Route to lower drug prices is price transparency and drug manufacturer accountability
By Laura Marston and Yvanna Cancela
Pharmaceutical company Eli Lilly, one of three insulin manufacturers in the United States, recently submitted an op-ed to The Nevada Independent entitled, “Better Route to Lower Drug Prices.” Written by Bill Reid, a Lilly public affairs executive from Indianapolis, the piece argues against the enforcement of state laws, such as Nevada’s 2017 Insulin Price Transparency Law, which requires greater drug price transparency and accountability for essential diabetes drugs.
Mr. Reid’s op-ed instead suggests that life-saving drugs such as insulin should be priced at what the market will bear, and insured patients should receive “insulin rebates” while the uninsured and those in the “Medicare Donut Hole,” who pay more than $300 per vial of insulin (approximately a 1.5 week supply), are relegated to seeking financial assistance, rationing their medicine or in worst case scenarios dying from lack of the life-saving hormone.
Mr. Reid lauded Eli Lilly for complying with new federal regulations requiring drug manufacturers to place drug list prices in television advertisements. Reid argued that this is sufficient transparency for patients who rely on Lilly’s products such as Humalog insulin to survive.

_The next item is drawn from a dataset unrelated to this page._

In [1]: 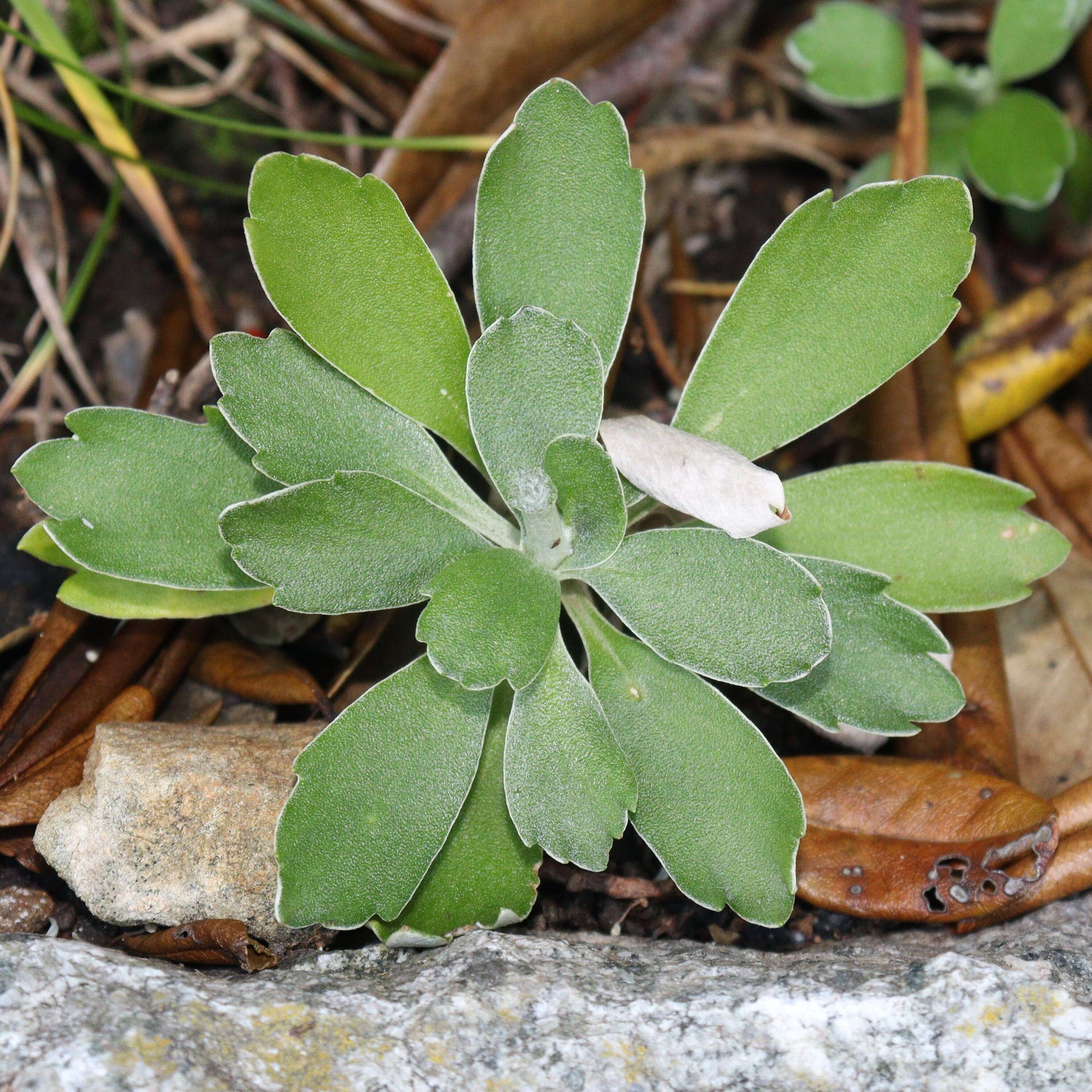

Mr. Reid then not-so-subtly threatens that any further transparency for patients will prevent “patients’ access[ing] needed medicines” or “impact discovery of new life-saving medicines,” a common PhRMA refrain that has been publicly and flatly rejected by former Lilly executive and current HHS Secretary Alex Azar.
Nevadans, however, need not rely on the selective transparency of PhRMA when it comes to essential diabetes drugs. In 2017, the Legislature passed SB539, the Insulin Price Transparency Act, with a bipartisan vote. Then-Republican Gov. Brian Sandoval signed the Act into law, and PhRMA, on behalf of Eli Lilly and others, sued the state of Nevada to keep hidden its pricing information. The suit was ultimately dropped, and Nevada HHS has now compiled the 2017 and 2018 reports for Nevada’s spending on essential diabetes drugs.
The 2018 report was released on May 31, the same day Reid’s op-ed was published. These reports show that diabetes drugs on average earn $1.58 in profit for every $1 spent on combined production and administrative costs. In fact, 69 percent of diabetes drugs earned profits greater than the combined cost of production and administrative expenditures. One reason given by the drug manufacturers for the exponential profits and huge price increases for diabetes drugs? The price increases were “required” — to increase company profits.
A recent study published in the Journal of the American Medical Association underscores that even greater drug price transparency is necessary to decipher huge price increases on brand-name prescription drugs, such as those made at Eli Lilly. The study mapped out the drug prices for 132 of the top-selling brand-name prescription drugs in the United States over a six-year period from 2012 through 2017. Eli Lilly’s insulins, Humulin (approved by the FDA in 1982) and Humalog (1996), more than doubled in price during that time and reflected some of the largest increases of all the drug prices examined. The study’s authors conclude that biannual price increases on decades-old drugs warrant greater transparency into how prescription drugs, like insulin, are priced.
Pricing life-saving medications at unaffordable prices is unacceptable. Nevada is leading the way in the fight against unaffordable drug prices on behalf of all Nevadans. During the 2019 session, the Legislature passed: legislation to ensure Nevadans with pre-existing conditions can obtain health insurance coverage, a drug transparency law for asthma medications and Gov. Sisolak’s visionary Nevada Patient Protection Commission.
Mr. Reid argues that Nevadans should ignore the price increases and focus on the “net prices” of Lilly’s drugs — not the price paid by patients, or even the list price set by Eli Lilly alone, but the “net price” which only indicates how much money Lilly makes on a certain transaction. According to Lilly, its “net price” for Humalog insulin has decreased 8 percent in the past five years, leading the reader to assume that Lilly’s Humalog profits have decreased. In fact, according to Lilly’s SEC filings, over the 23 years Humalog has been on the market, the annual revenues for this one insulin have skyrocketed from $129.6 million in 1999 to $2.991 billion in 2018. During that same time, the price for one vial of Humalog insulin increased from $23 to $274.70, and Eli Lilly’s share price soared from $31 to $117.
Nevadans have been “paying the price” for these continual price increases, and 25 percent of insulin-dependent Americans have rationed insulin in the past year, which often leads to diabetic ketoacidosis, kidney failure, blindness, amputations, and even death. Recognizing state legislators’ duty to pass laws for the health and well-being of their constituents, Nevadans know the true “route to lower drug prices” is through ever-increasing price transparency for patients and drug manufacturer accountability for their inexplicable price increases, up to and including price caps on what drug manufacturers like Eli Lilly can charge for insulin and other life-saving prescriptions.
Laura Martson is an attorney, activist and type 1 diabetes patient. Sen. Yvanna Cancela is a state lawmaker.